18. November 2008
Igelhilfe
Artgerechte Igelhilfe - Was tun, wenn einem jetzt ein Igel über den Weg läuft?
Viele Jahre lang galt: Wer im Spätherbst einen herumlaufenden kleinen Igel sieht, sollte ihn mitnehmen und zu Hause über den Winter bringen. Doch diese Fürsorge sei nicht mehr als artgerecht zu bezeichnen, betont Philip McCreight von der Tierschutzorganisation TASSO e.V.: „Igel sind viel robuster, als man gemeinhin denkt. Nur wenn das Tier erkennbar krank oder unterernährt ist, benötigt es menschliche Hilfe.“
Derzeit sind noch viele kleine Igel unterwegs, um sich für den bevorstehenden Winter ein Fettpolster anzufressen. Liegen die Außentemperaturen deutlich über dem Gefrierpunkt, gelingt ihnen dies auch. „Allerdings muss ein Igel wenigstens 600 Gramm wiegen, bevor er sich ohne die Gefahr des Verhungerns ins Winterquartier verabschieden kann“, erklärt McCreight. „Solange draußen noch Insekten oder Würmer zu entdecken sind, ist die Speisekarte gut gefüllt.
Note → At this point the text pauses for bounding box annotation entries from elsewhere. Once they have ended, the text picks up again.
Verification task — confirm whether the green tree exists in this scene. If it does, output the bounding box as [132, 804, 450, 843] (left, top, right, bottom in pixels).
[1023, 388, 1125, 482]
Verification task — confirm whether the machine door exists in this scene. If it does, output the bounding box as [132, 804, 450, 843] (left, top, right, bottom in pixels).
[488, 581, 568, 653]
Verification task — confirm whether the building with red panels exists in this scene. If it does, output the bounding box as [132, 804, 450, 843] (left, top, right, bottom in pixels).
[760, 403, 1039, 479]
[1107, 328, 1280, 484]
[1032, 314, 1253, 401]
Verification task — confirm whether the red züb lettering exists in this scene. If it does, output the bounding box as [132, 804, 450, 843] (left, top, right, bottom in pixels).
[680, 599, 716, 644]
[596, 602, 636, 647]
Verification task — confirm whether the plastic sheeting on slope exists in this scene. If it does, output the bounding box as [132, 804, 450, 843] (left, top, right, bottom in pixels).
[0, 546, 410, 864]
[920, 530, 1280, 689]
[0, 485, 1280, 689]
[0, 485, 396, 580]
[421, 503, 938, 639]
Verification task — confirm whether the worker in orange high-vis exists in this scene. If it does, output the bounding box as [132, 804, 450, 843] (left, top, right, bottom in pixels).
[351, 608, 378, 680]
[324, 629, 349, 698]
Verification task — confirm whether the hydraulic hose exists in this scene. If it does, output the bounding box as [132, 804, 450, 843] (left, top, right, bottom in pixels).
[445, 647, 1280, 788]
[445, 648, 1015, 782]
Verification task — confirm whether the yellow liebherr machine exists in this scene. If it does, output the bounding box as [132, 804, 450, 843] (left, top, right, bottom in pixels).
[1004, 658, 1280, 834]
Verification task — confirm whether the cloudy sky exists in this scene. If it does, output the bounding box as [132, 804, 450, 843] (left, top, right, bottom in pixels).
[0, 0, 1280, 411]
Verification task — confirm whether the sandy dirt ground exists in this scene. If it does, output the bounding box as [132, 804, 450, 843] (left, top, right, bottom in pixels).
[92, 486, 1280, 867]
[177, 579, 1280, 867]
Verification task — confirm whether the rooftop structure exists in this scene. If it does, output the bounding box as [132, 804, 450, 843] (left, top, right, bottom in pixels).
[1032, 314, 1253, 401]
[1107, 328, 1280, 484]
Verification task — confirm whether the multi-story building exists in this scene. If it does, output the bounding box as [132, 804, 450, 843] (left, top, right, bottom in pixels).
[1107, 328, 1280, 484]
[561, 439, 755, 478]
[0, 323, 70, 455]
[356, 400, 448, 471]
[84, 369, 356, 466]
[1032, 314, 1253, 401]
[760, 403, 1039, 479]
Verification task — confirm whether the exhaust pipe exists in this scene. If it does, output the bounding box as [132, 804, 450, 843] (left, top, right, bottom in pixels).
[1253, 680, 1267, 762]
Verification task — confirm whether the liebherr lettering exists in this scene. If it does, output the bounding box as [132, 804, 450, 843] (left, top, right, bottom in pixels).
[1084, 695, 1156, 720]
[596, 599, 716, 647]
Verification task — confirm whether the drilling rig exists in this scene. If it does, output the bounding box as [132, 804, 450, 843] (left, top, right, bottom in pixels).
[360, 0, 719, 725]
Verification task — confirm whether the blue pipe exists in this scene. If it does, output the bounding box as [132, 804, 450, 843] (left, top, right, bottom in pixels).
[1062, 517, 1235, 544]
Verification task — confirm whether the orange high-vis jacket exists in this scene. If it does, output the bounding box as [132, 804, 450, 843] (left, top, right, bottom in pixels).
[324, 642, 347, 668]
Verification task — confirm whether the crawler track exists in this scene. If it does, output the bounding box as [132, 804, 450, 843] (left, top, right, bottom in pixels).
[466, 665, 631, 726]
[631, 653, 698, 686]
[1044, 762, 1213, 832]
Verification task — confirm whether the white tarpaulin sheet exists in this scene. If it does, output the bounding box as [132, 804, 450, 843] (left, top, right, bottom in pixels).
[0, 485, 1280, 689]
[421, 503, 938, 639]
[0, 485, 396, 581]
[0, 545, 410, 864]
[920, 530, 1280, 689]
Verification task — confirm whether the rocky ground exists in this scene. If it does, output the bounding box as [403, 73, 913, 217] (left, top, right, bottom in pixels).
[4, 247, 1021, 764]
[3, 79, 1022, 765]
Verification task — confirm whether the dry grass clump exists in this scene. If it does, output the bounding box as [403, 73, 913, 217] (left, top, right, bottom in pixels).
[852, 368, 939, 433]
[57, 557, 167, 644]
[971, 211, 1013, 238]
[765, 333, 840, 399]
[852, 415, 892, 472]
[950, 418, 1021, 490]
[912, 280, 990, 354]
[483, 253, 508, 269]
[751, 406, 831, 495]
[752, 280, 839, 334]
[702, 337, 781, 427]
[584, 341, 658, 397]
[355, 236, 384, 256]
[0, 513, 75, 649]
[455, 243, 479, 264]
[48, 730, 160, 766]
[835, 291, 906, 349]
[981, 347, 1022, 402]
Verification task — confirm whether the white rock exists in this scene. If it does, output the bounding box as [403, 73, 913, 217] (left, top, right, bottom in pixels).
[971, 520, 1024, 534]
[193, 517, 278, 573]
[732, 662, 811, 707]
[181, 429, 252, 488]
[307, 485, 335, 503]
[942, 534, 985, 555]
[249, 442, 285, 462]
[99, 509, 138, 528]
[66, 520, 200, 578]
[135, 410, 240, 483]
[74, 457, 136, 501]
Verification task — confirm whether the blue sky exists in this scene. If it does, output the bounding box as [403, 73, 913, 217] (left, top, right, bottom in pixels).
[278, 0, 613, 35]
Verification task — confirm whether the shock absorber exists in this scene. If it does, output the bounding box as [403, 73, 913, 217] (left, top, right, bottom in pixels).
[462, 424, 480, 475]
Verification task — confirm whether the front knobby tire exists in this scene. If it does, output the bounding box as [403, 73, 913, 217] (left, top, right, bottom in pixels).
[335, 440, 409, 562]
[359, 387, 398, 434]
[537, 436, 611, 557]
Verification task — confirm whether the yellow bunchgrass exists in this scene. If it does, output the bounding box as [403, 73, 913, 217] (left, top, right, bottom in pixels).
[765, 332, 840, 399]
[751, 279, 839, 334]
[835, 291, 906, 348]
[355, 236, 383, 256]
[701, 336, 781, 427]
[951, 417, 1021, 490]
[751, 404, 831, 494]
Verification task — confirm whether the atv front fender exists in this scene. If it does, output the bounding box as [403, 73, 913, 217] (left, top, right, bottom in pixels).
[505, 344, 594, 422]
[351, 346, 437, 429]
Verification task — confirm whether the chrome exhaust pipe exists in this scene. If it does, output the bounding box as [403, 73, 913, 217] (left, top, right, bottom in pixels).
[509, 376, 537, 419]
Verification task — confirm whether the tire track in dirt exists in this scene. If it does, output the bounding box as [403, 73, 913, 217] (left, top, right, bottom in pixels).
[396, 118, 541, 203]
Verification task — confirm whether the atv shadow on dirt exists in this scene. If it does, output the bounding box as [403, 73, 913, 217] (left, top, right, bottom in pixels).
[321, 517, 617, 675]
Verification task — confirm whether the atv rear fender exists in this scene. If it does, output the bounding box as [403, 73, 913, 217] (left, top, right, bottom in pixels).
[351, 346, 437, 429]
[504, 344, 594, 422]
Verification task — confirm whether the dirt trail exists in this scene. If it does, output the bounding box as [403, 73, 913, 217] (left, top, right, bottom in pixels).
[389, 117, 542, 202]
Dann sollte man den Igel seiner Wege ziehen lassen.“
Macht das Stacheltier jedoch einen eher jämmerlichen Eindruck, ist auffallend dünn und apathisch, sei erste Hilfe nötig: „Zum Füttern eignet sich am besten handwarmes Dosenfutter für Katzen, vermischt mit Haferflocken und ungewürztem Rührei“, empfiehlt der TASSO-Chef. Zum Trinken sollte frisches Wasser angeboten werden, auf keinen Fall Milch: „Daran können Igel zu Grunde gehen“, warnt McCreight. Für die weitere Versorgung kann sich der Finder an eine Igel-Station wenden, die dem Tier einen artgerechten Winterschlaf ermöglicht. „Einen Igel zu Hause überwintern zu lassen, erfordert viel Sachverstand und Einfühlungsvermögen“, so McCreight. „Deshalb sollte man sich vorher informieren, beispielsweise beim Verein ‚Pro Igel‘, in dem sich Wissenschaftler, Tierärzte, Sachbuchautoren und Vorsitzende deutscher Igelschutzvereine zusammengeschlossen haben.“ Die Web-Adresse des Vereins lautet: pro-igel.de
Dieser Newsletter kommt von TASSO e.V. – Europas größtes Haustierzentralregister – Den Link zu Tasso e.V. findet ihr auf der „My Friends“ Seite!
18. November 2008 um 22:28 Uhr
Hallo Diana,
ich finde es sehr gut, dass du hier nochmal auf die kleinen Igel hinweist. Da wird ja oft “geholfen”, obwohl die Igel auch noch ganz gut alleine klar kommen. Andererseits ist manchmal natürlich tatsächlich Hilfe nötig, aber man sollte halt wissen, welche Kriterien es dafür gibt.
Wie gehts dir denn? Dein Baby ist doch im Oktober geboren, oder?
Wenn ich dir mit der Frage zu nahe trete, entschuldige bitte.
Ich wünsche dir und deiner Familie alles Gute
Naomi
19. November 2008 um 13:19 Uhr
@Naomi:
Hallo Naomi, ja, mein Baby ist im Oktober geboren, gesund und munter und ich werde in der nächsten Zeit auch etwas darüber schreiben
Liebe Grüße!
Diana
19. November 2008 um 23:27 Uhr
Herzlichen Glückwunsch zu dem gesunden Nachwuchs!!
(Ist übrigens ein sehr witziges Gefühl, dich nur aus dem Fernsehen zu kennen und dann plötzlich hier in Kontakt mit dir zu treten! Aber mich freut es;-))
Liebe Grüße
Naomi
21. November 2008 um 18:14 Uhr
Hallo Frau Eichhorn.
Da wo ich wohne kommen oft Igel vorbei.Da pass ich immer auf.Ich habe öfters
schon junge Igel durchfüttern ,und wiegen müssen.Einer musste im jahr2000 sogar
auf eine Igelstation.Herzlichen Glückwunsch zum Baby.
Herzliche Grüße:
Paul-Heinz Eberwein.
12. Januar 2011 um 16:02 Uhr
Wir wohnen am Rande von Berlin und haben dort einen kleinen Garten wo wir auch schon oft Igel gesichtet haben. Sind echt putzige Tiere. Darf man sich welche als Haustiere halten?